In Allegheny County, where Pittsburgh is located, 81 percent of residents read the newspaper; of that, 92 percent read the Post-Gazette, Scanlon said. He said post-gazette.com gets 3.3 million unique visitors and more than 45 million page views per month. Steeler Nation averages about 150,000 page views per month over the course of the year.

Cincy MomsLikeMe.com

Originally launched about three years ago as cincyMOMS.com, the site is a local online moms community from Cincinnati.com. (IndyStar.com also launched IndyMoms.com at that time, said Maria Schneider, lifestyle digital content manager at Cincinnati.com.)

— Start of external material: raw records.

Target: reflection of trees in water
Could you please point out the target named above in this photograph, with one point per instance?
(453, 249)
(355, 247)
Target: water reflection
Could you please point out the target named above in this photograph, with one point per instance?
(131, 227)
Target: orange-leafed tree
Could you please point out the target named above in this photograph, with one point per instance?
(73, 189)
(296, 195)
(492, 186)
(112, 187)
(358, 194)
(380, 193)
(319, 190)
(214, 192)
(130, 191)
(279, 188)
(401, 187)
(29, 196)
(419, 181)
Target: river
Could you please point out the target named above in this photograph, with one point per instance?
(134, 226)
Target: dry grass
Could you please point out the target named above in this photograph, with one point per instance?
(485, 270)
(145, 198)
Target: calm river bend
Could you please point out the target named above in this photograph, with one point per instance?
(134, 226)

CincyMOMS.com became Cincy MomsLikeMe.com in October 2008 when Gannett rolled out its national MomsLikeMe.com network of sites. IndyMoms.com then became Indy MomsLikeMe.com. Schneider said 80 MomsLikeMe.com sites were built in 80 cities where Gannett has a news presence.

Cincy MomsLikeMe.com is community site driven by discussion forums. Members can set up profile pages, send private messages to other members, create new groups and discussions, vote in polls, submit events, upload photos and view members’ recent activity.

“There have been tight-knit relationships that have formed,” Schneider said. “From a sponsor and advertiser perspective, I know it’s a very valuable demographic.”

Schneider is currently running the site, but she plans to hire a full-time employee to manage it. Cincy MomsLikeMe.com has five paid part-time guides.

She said she wants to find Cincy MomsLikeMe.com members to blog for Cincinnati.com’s Locals on Living section. That section page has a promo box for the moms site with a blurb and links to discussion forums and events.

Schneider said she’s getting ready to bring in the Cincinnati Enquirer’s food columnist and education reporter for weekly live chats on Cincy MomsLikeMe.com. She’s also exploring the idea of inviting political candidates to have online discussions with site members.

Promotion

Schneider said Cincy MomsLikeMe.com holds a lot of contests, promotions and giveaways. A module has been running on Cincinnati.com promoting Cincy MomsLikeMe.com’s “12 Days of Christmas Gab & Grab.”

She said having a presence on the Cincinnati.com homepage every day has been important to the promotion of the niche site. Cincinnati.com gets about 40 million page views a month. The Cincinnati Enquirer’s marketing department also promotes Cincy MomsLikeMe.com in the newspaper.

Why it works

When cincyMOMS.com started three years ago, Schneider said, social networking sites like Facebook hadn’t become popular with this demographic. So all along, moms have taken to the site as their own.

She said Cincy MomsLikeMe.com gets 1 million page views a month, and it and Indy MomsLikeMe.com continue to be the highest traffic leaders in the MomsLikeMe.com network.

“I think branding it separately was a really smart move,” she said. “It definitely has its own look and feel.”